The risk of developing severe disease (requiring ventilation or resulting in death) during the treatment period (day one to day 16) was significantly cut by 79% for patients receiving SNG001 compared to patients who received placebo.
Data also showed that patients who received SNG001 were more than twice as likely to recover (defined as ‘no limitation of activities’ or ‘no clinical or virological evidence of infection’) over the course of the treatment period compared to those receiving placebo, while the measure of breathlessness was “markedly reduced” in patients who received the drug compared to those in the control arm.
Also of note, in patients with more severe disease at time of admission, SNG001 treatment increased the likelihood of hospital discharge during the study, although the difference was not statistically significant, at six days versus nine days for those receiving placebo.
Furthermore, patients receiving SNG001 appeared to be more than twice as likely to have recovered by the end of the treatment period, ‘although this strong trend did not reach statistical significance,’ the firm said. However, by day 28, patients receiving SNG001 had statistically significantly better odds of recovery.

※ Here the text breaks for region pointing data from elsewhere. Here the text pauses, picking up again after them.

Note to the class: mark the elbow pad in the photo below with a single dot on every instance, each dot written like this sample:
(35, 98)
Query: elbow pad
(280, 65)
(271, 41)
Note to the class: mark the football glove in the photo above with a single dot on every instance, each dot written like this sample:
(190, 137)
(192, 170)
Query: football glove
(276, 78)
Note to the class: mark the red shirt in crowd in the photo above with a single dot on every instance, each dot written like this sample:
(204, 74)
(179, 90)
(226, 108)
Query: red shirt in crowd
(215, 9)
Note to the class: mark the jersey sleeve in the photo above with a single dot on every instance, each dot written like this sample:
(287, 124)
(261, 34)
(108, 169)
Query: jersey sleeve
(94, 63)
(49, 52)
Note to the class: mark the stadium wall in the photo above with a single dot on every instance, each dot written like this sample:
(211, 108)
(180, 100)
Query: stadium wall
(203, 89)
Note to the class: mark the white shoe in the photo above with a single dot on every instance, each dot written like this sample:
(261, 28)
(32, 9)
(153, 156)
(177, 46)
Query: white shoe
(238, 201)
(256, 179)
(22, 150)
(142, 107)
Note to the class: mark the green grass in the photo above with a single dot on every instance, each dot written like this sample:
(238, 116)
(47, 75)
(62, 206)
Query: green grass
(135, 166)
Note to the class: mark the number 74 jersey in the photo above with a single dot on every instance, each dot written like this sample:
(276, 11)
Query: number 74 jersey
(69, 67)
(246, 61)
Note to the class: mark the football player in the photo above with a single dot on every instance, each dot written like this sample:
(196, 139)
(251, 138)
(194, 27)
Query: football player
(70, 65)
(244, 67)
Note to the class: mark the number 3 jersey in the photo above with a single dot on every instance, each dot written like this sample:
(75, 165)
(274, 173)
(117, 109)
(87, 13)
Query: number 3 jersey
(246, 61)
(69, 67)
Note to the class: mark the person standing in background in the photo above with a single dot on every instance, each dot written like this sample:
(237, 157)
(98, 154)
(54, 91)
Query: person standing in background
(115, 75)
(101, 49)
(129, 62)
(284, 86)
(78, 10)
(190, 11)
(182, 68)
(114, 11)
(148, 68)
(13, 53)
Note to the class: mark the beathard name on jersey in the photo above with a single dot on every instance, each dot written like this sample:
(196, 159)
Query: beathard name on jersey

On the safety side, it was noted that three subjects (6%) died after being randomised to placebo, but there were no deaths among those given SNG001.
“The results confirm our belief that interferon beta, a widely known drug that, by injection, has been approved for use in a number of other indications, has huge potential as an inhaled drug to be able to restore the lung’s immune response, enhancing protection, accelerating recovery and countering the impact of SARS-CoV-2 virus,” Professor Tom Wilkinson, Professor of Respiratory Medicine at the University of Southampton and trial chief investigator.
“Recognising that SARS-CoV-2 is known to have evolved to evade the initial antiviral response of the lung, our inhaled treatment of giving high local concentrations of interferon beta, a naturally occurring antiviral protein, restores the lung’s ability to neutralise the virus, or any mutation of the virus or co-infection with another respiratory virus such as influenza or RSV, as could be encountered in the winter if there is a resurgence of COVID-19,” added Professor Stephen Holgate CBE, Medical Research Council Clinical Professor of Immunopharmacology at the University of Southampton and Co-Founder of Synairgen.